I once knew a guy who told me that the best pizza in all of New York was at Luigi’s on 54th street. He talked about it all the time. His family had been going there for generations. It was “the best.” I always said that maybe we should go and then when we finally had the chance to go, he said that he didn’t want to go with me. Because what if I didn’t like it? What if it wasn’t worth the hype?
Living anywhere, people will try to tell you the best pizza place, the best coffee joint, the best beach…
When you hit a milestone in life, someone will undoubtedly try to hype it up. Thirteen didn’t feel any different from twelve, but you were a teenager. Sweet sixteen is seldom as sweet as they say. You probably won;t even know that you’re having your first date when it happens.
When you go to college, the parties won’t be half as crazy as you think they will be, and if they are, then they’ll be broken up faster than that guy in the corner can get drunk enough to get up the courage to talk to you.

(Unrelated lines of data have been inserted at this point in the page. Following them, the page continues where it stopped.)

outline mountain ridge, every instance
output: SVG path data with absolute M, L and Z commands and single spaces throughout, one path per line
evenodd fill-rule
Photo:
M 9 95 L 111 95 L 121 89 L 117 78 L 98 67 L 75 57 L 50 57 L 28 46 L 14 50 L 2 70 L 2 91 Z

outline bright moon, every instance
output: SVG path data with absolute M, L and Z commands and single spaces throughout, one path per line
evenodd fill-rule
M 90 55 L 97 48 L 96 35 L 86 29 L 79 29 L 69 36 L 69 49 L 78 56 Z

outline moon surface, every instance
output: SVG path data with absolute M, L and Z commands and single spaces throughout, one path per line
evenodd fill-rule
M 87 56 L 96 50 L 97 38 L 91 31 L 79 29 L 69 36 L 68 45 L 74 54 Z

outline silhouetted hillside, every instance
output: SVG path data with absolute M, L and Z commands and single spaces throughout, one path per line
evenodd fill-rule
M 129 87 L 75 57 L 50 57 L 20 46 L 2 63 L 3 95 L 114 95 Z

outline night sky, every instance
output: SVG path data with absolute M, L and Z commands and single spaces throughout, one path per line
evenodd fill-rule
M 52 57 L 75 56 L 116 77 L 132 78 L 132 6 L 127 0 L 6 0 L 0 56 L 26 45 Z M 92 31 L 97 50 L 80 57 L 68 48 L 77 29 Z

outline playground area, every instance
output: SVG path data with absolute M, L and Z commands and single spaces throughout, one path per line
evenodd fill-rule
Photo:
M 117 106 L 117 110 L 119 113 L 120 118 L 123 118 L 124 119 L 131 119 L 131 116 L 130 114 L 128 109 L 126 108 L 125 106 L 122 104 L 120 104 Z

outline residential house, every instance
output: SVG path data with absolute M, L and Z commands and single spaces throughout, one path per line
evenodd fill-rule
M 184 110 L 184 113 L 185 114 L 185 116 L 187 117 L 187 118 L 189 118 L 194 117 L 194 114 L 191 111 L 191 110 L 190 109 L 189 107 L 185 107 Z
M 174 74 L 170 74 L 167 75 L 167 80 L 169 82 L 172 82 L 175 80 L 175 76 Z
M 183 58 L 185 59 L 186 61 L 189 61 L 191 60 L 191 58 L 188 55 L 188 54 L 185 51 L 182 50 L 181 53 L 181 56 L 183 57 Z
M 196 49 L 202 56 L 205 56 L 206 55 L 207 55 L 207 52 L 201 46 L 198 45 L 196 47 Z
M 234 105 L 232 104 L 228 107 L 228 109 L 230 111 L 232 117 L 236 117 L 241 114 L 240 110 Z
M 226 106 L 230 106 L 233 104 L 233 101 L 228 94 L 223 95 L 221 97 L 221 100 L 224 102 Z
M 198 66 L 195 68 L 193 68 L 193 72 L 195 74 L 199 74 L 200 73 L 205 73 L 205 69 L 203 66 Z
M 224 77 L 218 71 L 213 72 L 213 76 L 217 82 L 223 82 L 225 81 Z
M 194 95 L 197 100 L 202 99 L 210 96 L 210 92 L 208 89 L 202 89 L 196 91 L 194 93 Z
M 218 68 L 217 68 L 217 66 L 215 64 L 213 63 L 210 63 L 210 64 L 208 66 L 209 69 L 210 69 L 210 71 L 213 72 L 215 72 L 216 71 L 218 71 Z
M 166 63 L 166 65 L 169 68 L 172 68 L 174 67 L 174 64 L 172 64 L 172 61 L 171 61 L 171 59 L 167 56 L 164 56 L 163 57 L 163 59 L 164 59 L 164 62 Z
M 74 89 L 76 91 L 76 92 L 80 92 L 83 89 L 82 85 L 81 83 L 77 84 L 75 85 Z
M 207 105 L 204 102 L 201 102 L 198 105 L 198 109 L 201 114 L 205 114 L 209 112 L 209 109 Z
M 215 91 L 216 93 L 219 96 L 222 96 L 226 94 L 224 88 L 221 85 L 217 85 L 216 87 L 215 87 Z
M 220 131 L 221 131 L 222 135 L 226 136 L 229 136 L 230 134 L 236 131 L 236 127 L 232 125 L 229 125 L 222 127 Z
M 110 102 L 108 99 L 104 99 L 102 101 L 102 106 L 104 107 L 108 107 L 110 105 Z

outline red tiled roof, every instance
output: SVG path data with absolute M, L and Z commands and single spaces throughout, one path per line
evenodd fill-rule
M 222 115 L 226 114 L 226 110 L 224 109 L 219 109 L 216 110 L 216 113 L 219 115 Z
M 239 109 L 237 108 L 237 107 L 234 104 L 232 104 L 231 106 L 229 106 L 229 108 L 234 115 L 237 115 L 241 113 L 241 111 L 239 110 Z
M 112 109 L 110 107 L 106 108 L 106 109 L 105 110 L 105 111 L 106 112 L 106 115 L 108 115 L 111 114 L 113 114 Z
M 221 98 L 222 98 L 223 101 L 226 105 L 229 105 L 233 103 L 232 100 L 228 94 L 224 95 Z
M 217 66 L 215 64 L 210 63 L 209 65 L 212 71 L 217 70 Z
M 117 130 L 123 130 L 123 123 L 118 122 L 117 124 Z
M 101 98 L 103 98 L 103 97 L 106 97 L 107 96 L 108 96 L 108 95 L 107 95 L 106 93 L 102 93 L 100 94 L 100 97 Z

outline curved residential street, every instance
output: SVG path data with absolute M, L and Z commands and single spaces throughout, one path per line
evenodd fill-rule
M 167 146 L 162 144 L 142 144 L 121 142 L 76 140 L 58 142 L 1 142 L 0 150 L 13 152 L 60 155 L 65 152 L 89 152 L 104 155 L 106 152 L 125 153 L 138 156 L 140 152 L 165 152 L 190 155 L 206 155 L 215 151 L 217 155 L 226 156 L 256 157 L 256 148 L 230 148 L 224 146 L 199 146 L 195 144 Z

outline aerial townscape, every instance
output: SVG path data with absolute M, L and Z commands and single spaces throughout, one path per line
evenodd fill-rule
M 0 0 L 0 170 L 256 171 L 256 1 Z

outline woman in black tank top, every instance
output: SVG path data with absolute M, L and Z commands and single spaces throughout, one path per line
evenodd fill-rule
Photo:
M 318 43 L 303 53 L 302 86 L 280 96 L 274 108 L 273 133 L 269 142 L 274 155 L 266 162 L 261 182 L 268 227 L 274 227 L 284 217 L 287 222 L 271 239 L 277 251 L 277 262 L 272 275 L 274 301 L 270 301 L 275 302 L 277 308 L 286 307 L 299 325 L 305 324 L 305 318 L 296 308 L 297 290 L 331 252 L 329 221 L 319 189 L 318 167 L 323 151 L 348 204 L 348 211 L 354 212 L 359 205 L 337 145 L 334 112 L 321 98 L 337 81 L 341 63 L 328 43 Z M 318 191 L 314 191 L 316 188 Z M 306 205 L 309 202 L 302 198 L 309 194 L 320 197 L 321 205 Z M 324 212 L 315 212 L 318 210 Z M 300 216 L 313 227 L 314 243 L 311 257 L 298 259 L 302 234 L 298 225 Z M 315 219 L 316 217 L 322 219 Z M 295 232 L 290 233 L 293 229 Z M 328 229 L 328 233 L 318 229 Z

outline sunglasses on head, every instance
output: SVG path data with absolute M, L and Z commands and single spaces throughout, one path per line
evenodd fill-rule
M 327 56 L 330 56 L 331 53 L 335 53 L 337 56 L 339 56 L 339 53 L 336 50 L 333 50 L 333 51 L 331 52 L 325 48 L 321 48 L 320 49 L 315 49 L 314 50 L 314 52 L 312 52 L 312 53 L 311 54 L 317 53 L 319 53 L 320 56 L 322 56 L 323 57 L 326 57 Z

In fact, there are very few things or places in my life that I’ve found to be worth the hype.
In n’ Out Burger: good, but not worth the hype. A burger isn’t life changing.
First Kiss: worth the hype, though second and even third kisses are far underrated.
SAT tests: not worth the hype.
DK’s Doughnuts: worth the hype.
Doing charity work: worth the hype.
Seeing celebrities in person: not worth the hype.
But wondering if the best burger in LA is worth the hype is trivial. Sometimes we wonder, is all of this work worth the hype that comes with success? Is love worth the hype? And the scariest question I can think of is Am I worth the hype? I think the answer boils down to something along the lines of “you have to believe you’re worth the hype,” but I don’t know. I’m only twenty.
Now, remember the pizza place on 54th? Luigi’s? It’s a funny story. Later, I had an internship down the street from Luigi’s. Every day on my lunch break, I thought about going there, but instead I sat in Mariana’s across the street, eating my sandwich and staring out the window at a question that I never bothered to answer.